One option is to sign up for a single month and use that to take the necessary steps to improve your cloud configuration. If your infrastructure is stable month to month this is a simple and cheap way to revamp your setup. But if your infrastructure is constantly evolving you need a way to revisit your environment when necessary.
I spent some time looking at our AWS infrastructure last week and it turns out AWS provides an option to export a detailed billing report to S3 which is what the external vendors use to provide their recommendations. AWS offers a few reporting options but the most detailed one contains every resource and tag and in my case was over a million rows and nearly 500MB. There’s a wealth of information here and I wrote a small script to slice, dice, and visualize the data along a few dimensions to help provide some transparency into what is the biggest cost. The code is extremely simple since it’s just grouping and visualizing the data by different dimensions. The only real enhancement I made was to translate the OpsWorks tags into a layer dimension to make the visualization more useful. The two big things I still need to do are provide recommendations around reserved instance usage and do a better job of grouping the usage types since they’re too specific. As usual the code is up on GitHub and I’d love to hear any suggestions or feedback. Below are some graphs the script generates but note that I removed the axes labels to avoid revealing our costs and configuration.

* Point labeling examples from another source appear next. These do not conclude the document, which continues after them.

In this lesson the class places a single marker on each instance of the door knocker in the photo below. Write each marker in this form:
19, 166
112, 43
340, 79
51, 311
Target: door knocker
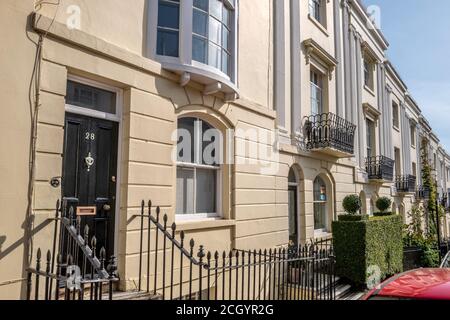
89, 161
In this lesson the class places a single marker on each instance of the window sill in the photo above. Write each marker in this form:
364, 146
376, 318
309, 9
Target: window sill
318, 25
204, 223
370, 90
200, 73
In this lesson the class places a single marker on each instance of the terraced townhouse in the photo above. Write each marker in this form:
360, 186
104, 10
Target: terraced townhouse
307, 107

By product name. This shows every type of usage AWS has in the billing report. To deal with the long tail the script also generates a plot for the top 25 but one thing I need to do is a better job of grouping these - for example data transfer has different values depending on region and type and I want to consolidate them into a one in order to see total costs due to data transfer.
By layer and usage type. To me this is the most interesting one since it's looking at data for multiple dimensions - in this case layer and usage type. The goal here was to see which application/usage pairs result in the largest costs and allow me to prioritize investigation effort. Once again this will be more useful when I do a better job of grouping the usage types.